Rome, Jan 22 (IANS/AKI) Scrapping the Schengen zone to stem Europe's migration crisis will not stop the Islamist terror threat, Italian Prime Minister Matteo Renzi said on Friday.

He was speaking ahead of a European Union summit on Monday on whether to further extend emergency border controls to the passport-free area.

"You won't stop terrorists by suspending the Schengen zone. Some of them were born in our own cities," Renzi told RTL radio.

"We believe in checks and in major investments for security. We oppose halting free flows," Renzi added. "Free circulation is a European dream."

Top EU officials have warned that a failure to tackle the migration crisis will spell the end of the 26-state Schengen zone and could even threaten the future of the euro.

 

A total of 1.04 million migrants arrived in Europe last year, five times as many as in 2014, according to the EU border agency Frontex.

There were 1.83 million illegal crossings at the bloc's external borders, against 238,500 last year, Frontex said on Friday.

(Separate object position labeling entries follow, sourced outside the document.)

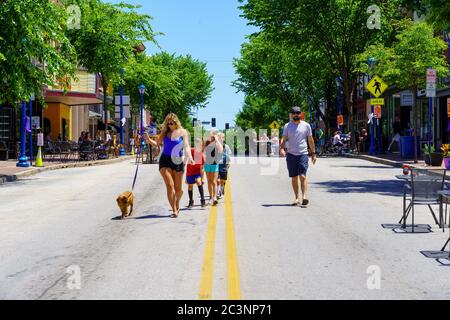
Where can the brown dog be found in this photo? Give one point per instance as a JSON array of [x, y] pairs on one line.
[[126, 200]]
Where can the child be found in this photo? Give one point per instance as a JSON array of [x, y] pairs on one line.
[[224, 166], [195, 173]]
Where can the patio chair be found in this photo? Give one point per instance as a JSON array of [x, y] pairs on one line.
[[50, 149], [65, 151], [422, 189], [87, 151], [3, 151]]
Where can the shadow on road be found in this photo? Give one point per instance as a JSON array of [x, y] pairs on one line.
[[383, 187], [152, 216], [277, 205], [364, 167]]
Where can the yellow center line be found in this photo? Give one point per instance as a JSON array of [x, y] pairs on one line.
[[234, 290], [206, 281]]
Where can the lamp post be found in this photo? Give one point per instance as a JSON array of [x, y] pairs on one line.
[[31, 129], [23, 160], [141, 122], [371, 62], [339, 95], [122, 149]]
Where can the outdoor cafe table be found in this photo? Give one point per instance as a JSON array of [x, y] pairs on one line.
[[445, 196], [407, 178]]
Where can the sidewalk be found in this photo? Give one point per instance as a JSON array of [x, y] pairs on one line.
[[10, 172], [394, 160]]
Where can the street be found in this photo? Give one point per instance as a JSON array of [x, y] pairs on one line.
[[65, 223]]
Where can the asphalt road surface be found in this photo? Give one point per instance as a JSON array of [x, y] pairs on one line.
[[60, 237]]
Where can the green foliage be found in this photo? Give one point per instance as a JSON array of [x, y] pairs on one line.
[[33, 30], [177, 84], [108, 36], [438, 13], [321, 38], [405, 63]]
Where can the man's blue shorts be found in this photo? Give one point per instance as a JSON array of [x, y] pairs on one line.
[[193, 179], [297, 165]]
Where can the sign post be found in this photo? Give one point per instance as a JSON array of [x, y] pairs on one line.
[[431, 93], [376, 87]]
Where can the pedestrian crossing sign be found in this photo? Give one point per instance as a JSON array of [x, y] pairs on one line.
[[275, 125], [376, 86]]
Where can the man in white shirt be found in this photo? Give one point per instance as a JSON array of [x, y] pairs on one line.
[[299, 135]]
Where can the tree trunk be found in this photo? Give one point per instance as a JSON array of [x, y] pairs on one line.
[[415, 129], [105, 101]]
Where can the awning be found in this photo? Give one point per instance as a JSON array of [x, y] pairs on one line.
[[93, 114], [73, 101]]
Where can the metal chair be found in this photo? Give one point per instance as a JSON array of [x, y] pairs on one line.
[[422, 189]]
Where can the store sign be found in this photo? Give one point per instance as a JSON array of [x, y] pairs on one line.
[[377, 112], [126, 112], [125, 100], [448, 107], [406, 99], [377, 102], [431, 83]]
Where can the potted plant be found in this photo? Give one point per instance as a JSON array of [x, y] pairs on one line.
[[432, 157], [446, 153]]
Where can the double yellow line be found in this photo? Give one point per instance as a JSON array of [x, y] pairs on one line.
[[206, 282]]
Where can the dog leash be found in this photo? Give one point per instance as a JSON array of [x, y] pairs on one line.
[[137, 165]]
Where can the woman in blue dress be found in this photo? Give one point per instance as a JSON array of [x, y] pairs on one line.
[[176, 151]]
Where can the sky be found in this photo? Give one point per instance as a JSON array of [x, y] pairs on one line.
[[209, 30]]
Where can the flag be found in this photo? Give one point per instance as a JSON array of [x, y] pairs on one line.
[[27, 124]]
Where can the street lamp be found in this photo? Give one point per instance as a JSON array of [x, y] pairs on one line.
[[371, 62], [122, 149], [339, 81], [23, 160], [142, 92]]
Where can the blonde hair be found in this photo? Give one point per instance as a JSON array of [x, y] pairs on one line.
[[165, 126]]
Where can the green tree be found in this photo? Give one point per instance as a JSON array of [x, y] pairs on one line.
[[177, 84], [438, 13], [108, 37], [35, 51], [337, 29], [405, 63], [282, 74]]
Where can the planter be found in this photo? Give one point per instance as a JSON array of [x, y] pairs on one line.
[[447, 163], [436, 159]]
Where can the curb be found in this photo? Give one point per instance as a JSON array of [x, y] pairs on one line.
[[391, 163], [34, 171]]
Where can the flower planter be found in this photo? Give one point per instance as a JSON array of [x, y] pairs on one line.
[[447, 163], [436, 159]]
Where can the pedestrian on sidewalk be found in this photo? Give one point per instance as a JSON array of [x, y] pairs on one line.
[[396, 131], [299, 135], [195, 173], [213, 151], [175, 142], [224, 166]]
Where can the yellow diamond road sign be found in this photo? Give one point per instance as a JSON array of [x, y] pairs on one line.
[[275, 125], [376, 86]]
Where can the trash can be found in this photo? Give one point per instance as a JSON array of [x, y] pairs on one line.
[[407, 147]]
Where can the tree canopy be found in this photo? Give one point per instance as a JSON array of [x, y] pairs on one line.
[[34, 49]]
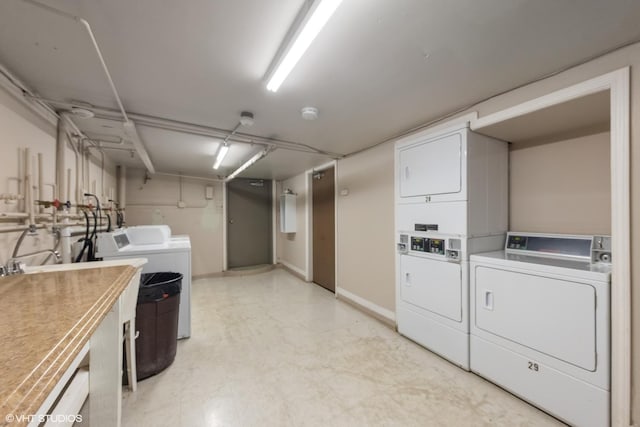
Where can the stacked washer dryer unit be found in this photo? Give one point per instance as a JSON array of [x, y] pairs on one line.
[[451, 201], [540, 322]]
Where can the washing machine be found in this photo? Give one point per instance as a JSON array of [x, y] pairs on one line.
[[540, 322], [163, 251]]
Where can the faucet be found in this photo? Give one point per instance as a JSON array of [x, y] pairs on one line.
[[14, 266]]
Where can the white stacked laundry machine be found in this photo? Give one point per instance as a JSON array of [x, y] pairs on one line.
[[451, 200]]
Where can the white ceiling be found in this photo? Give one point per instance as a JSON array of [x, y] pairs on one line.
[[380, 67]]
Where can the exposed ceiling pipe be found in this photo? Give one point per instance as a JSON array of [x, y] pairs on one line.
[[196, 129], [248, 163], [86, 25], [128, 125]]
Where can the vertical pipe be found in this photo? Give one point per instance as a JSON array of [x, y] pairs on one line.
[[102, 186], [87, 163], [78, 168], [60, 146], [65, 244], [40, 182], [28, 189], [122, 183], [21, 188], [67, 195]]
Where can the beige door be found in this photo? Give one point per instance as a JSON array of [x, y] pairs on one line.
[[324, 266]]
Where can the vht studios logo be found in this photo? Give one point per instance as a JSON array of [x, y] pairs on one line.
[[42, 418]]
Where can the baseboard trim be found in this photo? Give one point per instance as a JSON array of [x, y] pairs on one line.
[[384, 315], [299, 273], [207, 275]]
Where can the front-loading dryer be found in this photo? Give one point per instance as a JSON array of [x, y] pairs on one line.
[[539, 323]]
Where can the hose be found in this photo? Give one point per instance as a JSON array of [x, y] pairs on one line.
[[108, 222], [86, 236], [16, 248], [91, 255]]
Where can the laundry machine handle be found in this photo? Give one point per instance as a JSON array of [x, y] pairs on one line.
[[487, 301]]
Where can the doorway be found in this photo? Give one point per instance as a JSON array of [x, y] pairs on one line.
[[323, 215], [249, 222]]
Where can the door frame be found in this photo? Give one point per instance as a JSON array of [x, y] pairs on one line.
[[617, 82], [309, 217], [274, 228]]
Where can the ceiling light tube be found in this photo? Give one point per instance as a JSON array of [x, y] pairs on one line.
[[248, 163], [316, 18], [222, 152]]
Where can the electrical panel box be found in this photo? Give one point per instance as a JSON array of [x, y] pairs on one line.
[[288, 213], [208, 192]]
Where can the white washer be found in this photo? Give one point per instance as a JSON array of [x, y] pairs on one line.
[[540, 323], [164, 254]]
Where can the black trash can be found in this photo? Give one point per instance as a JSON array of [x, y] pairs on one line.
[[157, 322]]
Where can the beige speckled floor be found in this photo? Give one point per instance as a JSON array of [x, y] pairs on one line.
[[271, 350]]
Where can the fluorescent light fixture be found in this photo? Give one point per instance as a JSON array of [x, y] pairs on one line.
[[248, 163], [222, 152], [316, 18]]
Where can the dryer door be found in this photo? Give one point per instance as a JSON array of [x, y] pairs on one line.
[[432, 285], [553, 316]]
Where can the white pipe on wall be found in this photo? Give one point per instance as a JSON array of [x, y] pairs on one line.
[[61, 140], [28, 187], [40, 181], [122, 184], [67, 195]]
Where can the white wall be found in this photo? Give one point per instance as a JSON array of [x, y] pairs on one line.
[[156, 202], [550, 185]]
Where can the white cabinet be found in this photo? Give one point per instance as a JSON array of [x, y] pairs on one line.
[[432, 167], [288, 213], [455, 165]]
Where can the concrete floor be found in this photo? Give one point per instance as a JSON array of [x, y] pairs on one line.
[[272, 350]]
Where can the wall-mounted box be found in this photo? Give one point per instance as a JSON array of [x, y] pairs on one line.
[[288, 213], [208, 192]]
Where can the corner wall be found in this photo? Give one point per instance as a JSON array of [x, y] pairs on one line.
[[20, 128], [366, 242], [291, 248], [365, 217]]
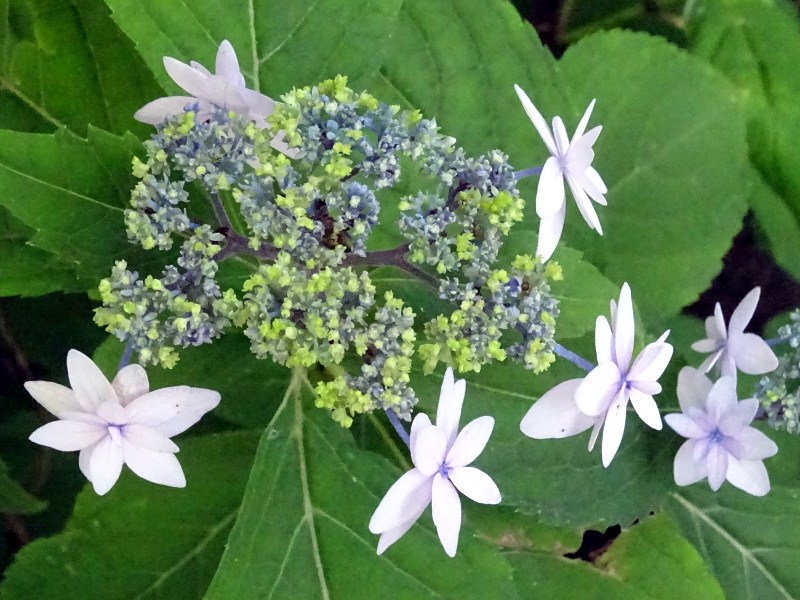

Unable to stem of wave of migrants, Germany and five other Schengen members have introduced temporary border checks in the passport-free zone, which can stay in place until May and which under the Schengen agreement can be extended for up to two years.

Besides other countries that have temporary border controls in place are Sweden, Austria, France, Denmark and Norway (which is not in the EU).

The European Commission this week also signalled plans to abolish rules allowing states to relocate refugees to the first EU country they arrive in.

Officials hope to table a motion to reform the so-called Dublin regulations as early as March, to alleviate the burden placed on southern European counties like Greece and Italy.

In the past few months, Germany, Austria, Hungary, Denmark, Sweden and others have erected border controls to stem the tide.

Donald Tusk, European Council president, this week warned that the bloc now has "no more than two months" to bring matters under control or face the "collapse of Schengen" itself.